Siamo nella Striscia di Gaza ma tutto ricorda la Svizzera. Una distesa verde, alberata, con mucche e pecore che pascolano tranquille. Così appare agli occhi del visitatore il territorio orientale di Gaza, a ridosso del confine con Israele. E’ la parte fertile, coltivabile, della Striscia che, invece, scendendo verso la costa appare arida e sabbiosa. E’ un tesoro prezioso per l’economia povera di questo martoriato lembo di terra ma i palestinesi non vi hanno accesso.
Israele, dopo l’offensiva «Piombo fuso» (dicembre 2008-gennaio 2009, 1.400 palestinesi uccisi) ha dichiarato la fascia di territorio di Gaza che corre lungo il confine, fino a una ampiezza che arriva ad alcune centinaia di metri, una «buffer zone», una zona cuscinetto interdetta, nella quale è vietato entrare. Per centinaia di famiglie contadine palestinesi (in totale molte migliaia di persone) è diventato impossibile recarsi nei loro campi e le conseguenze economiche sono state gravissime. Chi un tempo riusciva a vivere dignitosamente con le coltivazioni, oggi sopravvive nella miseria.

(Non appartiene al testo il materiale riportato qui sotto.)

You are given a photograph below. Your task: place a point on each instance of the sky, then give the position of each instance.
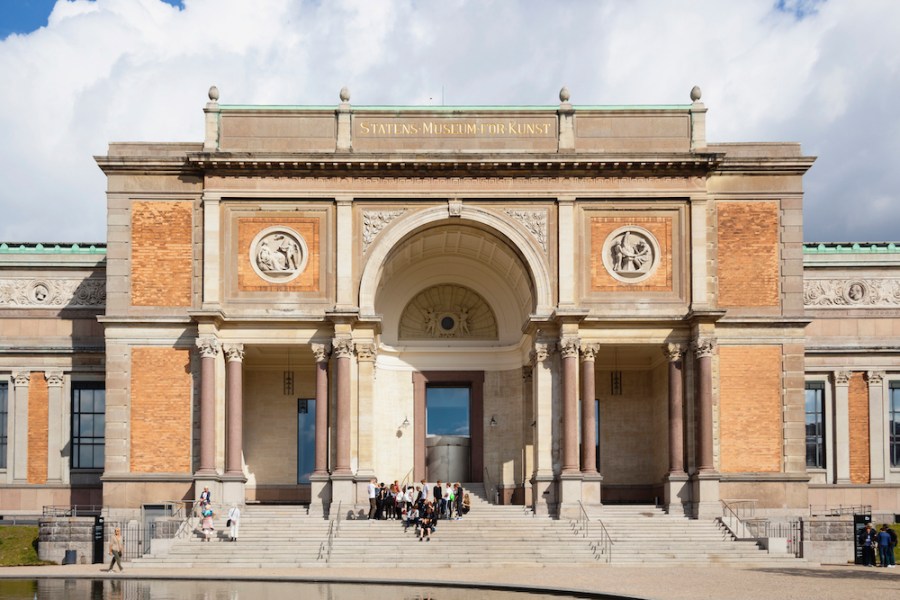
(76, 75)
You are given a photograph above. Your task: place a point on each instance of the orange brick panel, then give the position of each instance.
(38, 415)
(161, 253)
(748, 254)
(660, 281)
(160, 410)
(248, 280)
(750, 409)
(859, 428)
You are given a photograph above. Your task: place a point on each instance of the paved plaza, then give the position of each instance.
(657, 583)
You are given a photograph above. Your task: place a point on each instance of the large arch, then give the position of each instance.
(535, 259)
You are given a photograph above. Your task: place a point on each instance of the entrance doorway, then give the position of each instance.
(306, 439)
(447, 432)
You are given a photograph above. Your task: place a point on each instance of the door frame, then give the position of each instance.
(475, 381)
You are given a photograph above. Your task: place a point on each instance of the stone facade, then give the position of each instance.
(630, 309)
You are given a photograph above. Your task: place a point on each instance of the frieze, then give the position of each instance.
(52, 293)
(534, 221)
(374, 221)
(851, 293)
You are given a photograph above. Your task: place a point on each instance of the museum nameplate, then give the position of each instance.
(429, 133)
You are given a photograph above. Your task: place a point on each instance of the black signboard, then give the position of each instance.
(859, 523)
(98, 540)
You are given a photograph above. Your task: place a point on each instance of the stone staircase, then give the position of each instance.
(490, 535)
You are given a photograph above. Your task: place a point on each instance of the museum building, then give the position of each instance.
(573, 305)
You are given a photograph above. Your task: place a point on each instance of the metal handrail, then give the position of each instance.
(603, 546)
(493, 490)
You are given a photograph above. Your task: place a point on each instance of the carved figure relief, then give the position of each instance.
(278, 254)
(448, 312)
(52, 292)
(535, 222)
(374, 221)
(850, 293)
(631, 254)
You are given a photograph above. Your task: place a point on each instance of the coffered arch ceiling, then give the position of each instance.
(469, 256)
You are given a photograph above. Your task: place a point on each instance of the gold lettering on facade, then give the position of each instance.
(440, 128)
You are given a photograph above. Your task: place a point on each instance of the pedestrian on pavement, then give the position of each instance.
(115, 550)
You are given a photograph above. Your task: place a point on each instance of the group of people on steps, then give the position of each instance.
(420, 506)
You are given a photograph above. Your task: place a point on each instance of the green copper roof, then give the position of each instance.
(51, 248)
(851, 248)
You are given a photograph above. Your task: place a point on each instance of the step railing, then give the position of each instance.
(601, 546)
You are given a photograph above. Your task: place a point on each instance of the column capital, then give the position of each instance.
(54, 378)
(673, 352)
(541, 352)
(366, 351)
(209, 347)
(568, 347)
(233, 352)
(321, 351)
(842, 377)
(704, 347)
(343, 347)
(874, 377)
(589, 352)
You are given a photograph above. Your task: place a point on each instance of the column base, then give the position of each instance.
(320, 495)
(570, 485)
(677, 494)
(343, 498)
(705, 495)
(543, 494)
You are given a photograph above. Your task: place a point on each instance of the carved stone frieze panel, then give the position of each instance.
(52, 293)
(374, 221)
(448, 311)
(534, 221)
(851, 293)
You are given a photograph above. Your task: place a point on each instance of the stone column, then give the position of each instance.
(706, 481)
(704, 349)
(17, 442)
(675, 489)
(588, 416)
(234, 408)
(57, 413)
(343, 350)
(209, 350)
(842, 426)
(543, 497)
(365, 358)
(877, 430)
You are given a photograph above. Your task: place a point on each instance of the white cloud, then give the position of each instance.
(116, 70)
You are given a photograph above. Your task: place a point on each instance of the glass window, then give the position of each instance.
(815, 425)
(4, 419)
(894, 424)
(447, 410)
(88, 425)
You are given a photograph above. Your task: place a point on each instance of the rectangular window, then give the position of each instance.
(815, 425)
(894, 424)
(88, 425)
(4, 419)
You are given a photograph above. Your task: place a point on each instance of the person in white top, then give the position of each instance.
(372, 504)
(234, 521)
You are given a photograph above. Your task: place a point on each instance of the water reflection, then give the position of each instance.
(158, 589)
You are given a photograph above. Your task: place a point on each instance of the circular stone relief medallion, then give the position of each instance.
(631, 254)
(278, 254)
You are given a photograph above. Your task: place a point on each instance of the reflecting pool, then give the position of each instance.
(163, 589)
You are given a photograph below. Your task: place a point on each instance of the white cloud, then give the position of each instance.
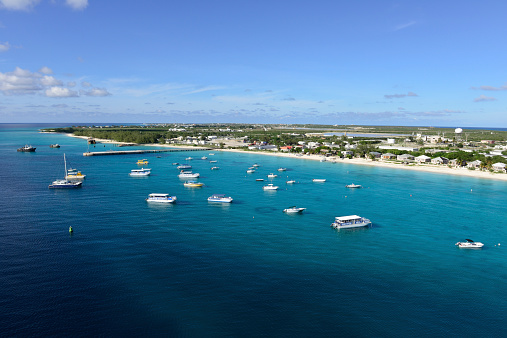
(46, 70)
(60, 92)
(97, 92)
(4, 47)
(77, 4)
(18, 5)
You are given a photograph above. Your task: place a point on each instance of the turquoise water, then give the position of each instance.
(244, 269)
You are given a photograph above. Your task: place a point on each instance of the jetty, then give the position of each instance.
(130, 152)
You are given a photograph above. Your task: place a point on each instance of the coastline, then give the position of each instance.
(431, 168)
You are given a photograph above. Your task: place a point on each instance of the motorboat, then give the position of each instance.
(193, 184)
(160, 198)
(220, 198)
(65, 184)
(469, 244)
(294, 210)
(27, 149)
(352, 221)
(74, 174)
(140, 172)
(188, 174)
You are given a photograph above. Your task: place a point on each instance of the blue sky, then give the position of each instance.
(433, 63)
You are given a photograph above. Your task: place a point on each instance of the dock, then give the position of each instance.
(147, 151)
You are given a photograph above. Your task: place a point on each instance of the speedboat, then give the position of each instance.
(352, 221)
(27, 149)
(140, 172)
(220, 198)
(160, 198)
(469, 244)
(193, 184)
(73, 174)
(188, 174)
(293, 210)
(65, 184)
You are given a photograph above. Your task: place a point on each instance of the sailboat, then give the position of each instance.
(65, 184)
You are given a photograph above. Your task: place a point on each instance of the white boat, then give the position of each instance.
(188, 174)
(220, 198)
(140, 172)
(469, 244)
(65, 184)
(352, 221)
(293, 210)
(160, 198)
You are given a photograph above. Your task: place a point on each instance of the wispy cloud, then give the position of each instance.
(404, 25)
(483, 98)
(399, 96)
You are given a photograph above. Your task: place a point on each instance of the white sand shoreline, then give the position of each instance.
(436, 169)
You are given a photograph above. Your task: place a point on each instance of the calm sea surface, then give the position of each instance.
(197, 269)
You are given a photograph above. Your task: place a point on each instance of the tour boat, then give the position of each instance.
(140, 172)
(293, 210)
(65, 184)
(160, 198)
(27, 149)
(188, 174)
(469, 244)
(220, 198)
(74, 174)
(193, 184)
(352, 221)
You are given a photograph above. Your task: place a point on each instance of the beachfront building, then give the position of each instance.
(423, 159)
(440, 160)
(388, 156)
(474, 164)
(499, 166)
(405, 157)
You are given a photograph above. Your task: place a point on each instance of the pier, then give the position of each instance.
(130, 152)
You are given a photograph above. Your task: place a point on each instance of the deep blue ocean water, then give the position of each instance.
(197, 269)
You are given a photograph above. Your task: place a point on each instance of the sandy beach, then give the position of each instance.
(437, 169)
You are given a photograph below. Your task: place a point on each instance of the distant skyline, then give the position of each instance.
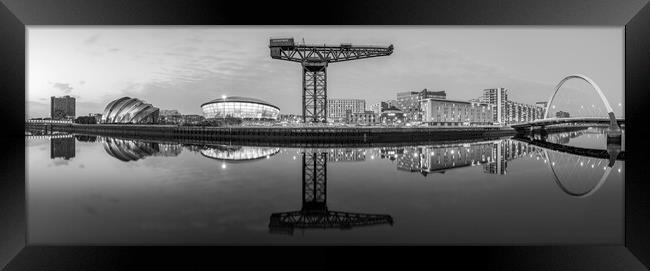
(182, 67)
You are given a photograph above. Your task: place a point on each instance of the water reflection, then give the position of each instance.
(314, 212)
(237, 153)
(132, 150)
(62, 146)
(510, 185)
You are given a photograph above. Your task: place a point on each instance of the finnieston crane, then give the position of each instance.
(314, 213)
(314, 60)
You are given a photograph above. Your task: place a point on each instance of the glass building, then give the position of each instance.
(241, 108)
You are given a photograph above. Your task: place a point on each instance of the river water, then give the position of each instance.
(102, 190)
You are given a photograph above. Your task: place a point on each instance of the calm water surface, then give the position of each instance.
(102, 190)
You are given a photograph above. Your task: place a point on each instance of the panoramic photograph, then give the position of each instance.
(282, 135)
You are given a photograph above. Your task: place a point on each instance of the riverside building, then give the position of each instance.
(337, 108)
(62, 107)
(443, 112)
(409, 102)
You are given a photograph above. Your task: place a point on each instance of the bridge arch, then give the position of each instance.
(585, 194)
(610, 111)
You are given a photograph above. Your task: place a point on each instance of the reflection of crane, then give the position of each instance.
(314, 60)
(314, 212)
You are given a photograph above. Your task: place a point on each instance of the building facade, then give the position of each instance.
(443, 112)
(520, 112)
(240, 108)
(367, 117)
(497, 98)
(130, 110)
(337, 108)
(383, 105)
(409, 102)
(562, 114)
(391, 116)
(62, 107)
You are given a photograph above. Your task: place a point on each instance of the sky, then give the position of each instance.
(182, 67)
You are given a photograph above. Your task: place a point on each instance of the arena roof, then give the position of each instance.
(240, 99)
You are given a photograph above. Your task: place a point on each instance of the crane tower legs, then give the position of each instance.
(314, 92)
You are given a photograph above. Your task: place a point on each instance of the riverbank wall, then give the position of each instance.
(282, 134)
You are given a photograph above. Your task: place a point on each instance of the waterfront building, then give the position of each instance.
(62, 107)
(97, 116)
(520, 112)
(409, 102)
(62, 147)
(562, 114)
(192, 119)
(367, 117)
(392, 116)
(443, 112)
(505, 111)
(497, 98)
(383, 105)
(542, 104)
(378, 107)
(130, 110)
(337, 108)
(240, 108)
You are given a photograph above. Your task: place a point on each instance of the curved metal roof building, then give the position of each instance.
(238, 153)
(240, 107)
(130, 110)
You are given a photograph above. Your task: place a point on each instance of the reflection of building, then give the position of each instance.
(62, 147)
(62, 107)
(430, 159)
(337, 108)
(442, 112)
(240, 108)
(409, 102)
(347, 155)
(504, 151)
(391, 153)
(493, 155)
(132, 150)
(290, 118)
(367, 117)
(238, 153)
(130, 110)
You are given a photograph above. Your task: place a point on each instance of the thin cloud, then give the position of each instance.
(65, 87)
(92, 39)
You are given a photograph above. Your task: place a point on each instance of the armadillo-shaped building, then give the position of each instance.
(130, 110)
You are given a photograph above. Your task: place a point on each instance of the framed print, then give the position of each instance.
(192, 133)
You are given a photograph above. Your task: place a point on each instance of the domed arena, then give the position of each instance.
(240, 108)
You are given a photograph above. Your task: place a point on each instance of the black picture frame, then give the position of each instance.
(15, 15)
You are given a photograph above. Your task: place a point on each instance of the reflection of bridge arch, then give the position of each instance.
(595, 86)
(585, 194)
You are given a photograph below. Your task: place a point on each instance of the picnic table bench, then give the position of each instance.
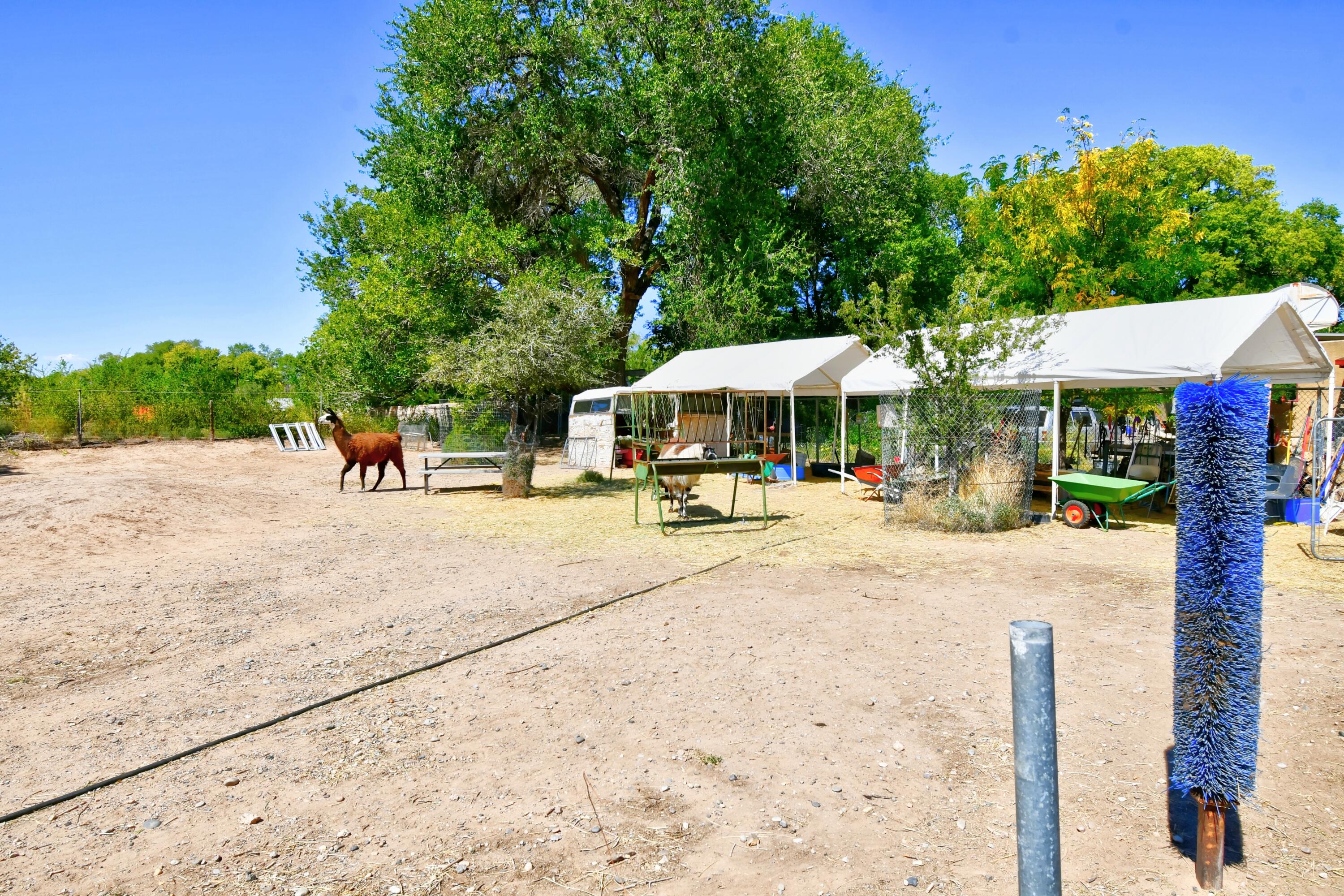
(479, 461)
(648, 472)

Ma ci sono anche tanti che hanno pagato conseguenze ancora più gravi perché i militari israeliani che sorvegliano il confine non esitano, con sistemi automatizzati e con le loro armi di dotazione, ad aprire il fuoco su coloro che si addentrano nella zona «proibita». In questi anni si sono contati alcuni morti e numerosi feriti, anche bambini. E non manca chi ha pagato con la vita il solo fatto di avere una casa all’interno dela “buffer zone”. Come Naama Abu Said, madre di cinque figli, uccisa a casa sua dal fuoco aperto da una postazione israeliana distante alcune centinaia di metri.
A raccontarci la tragedia vissuta dalla famiglia Abu Said è la fotoreporter italiana Rosa Schiano – nel video che vi proponiano alla fine del testo nell’abitazione colpita – accanto a Nasser Abu Said, il marito di Naama, che, peraltro, lamenta anche l’aiuto insufficiente ricevuto sino ad oggi nel costruirsi una casa in un punto meno a rischio e che vive assieme ai figli in una tenda.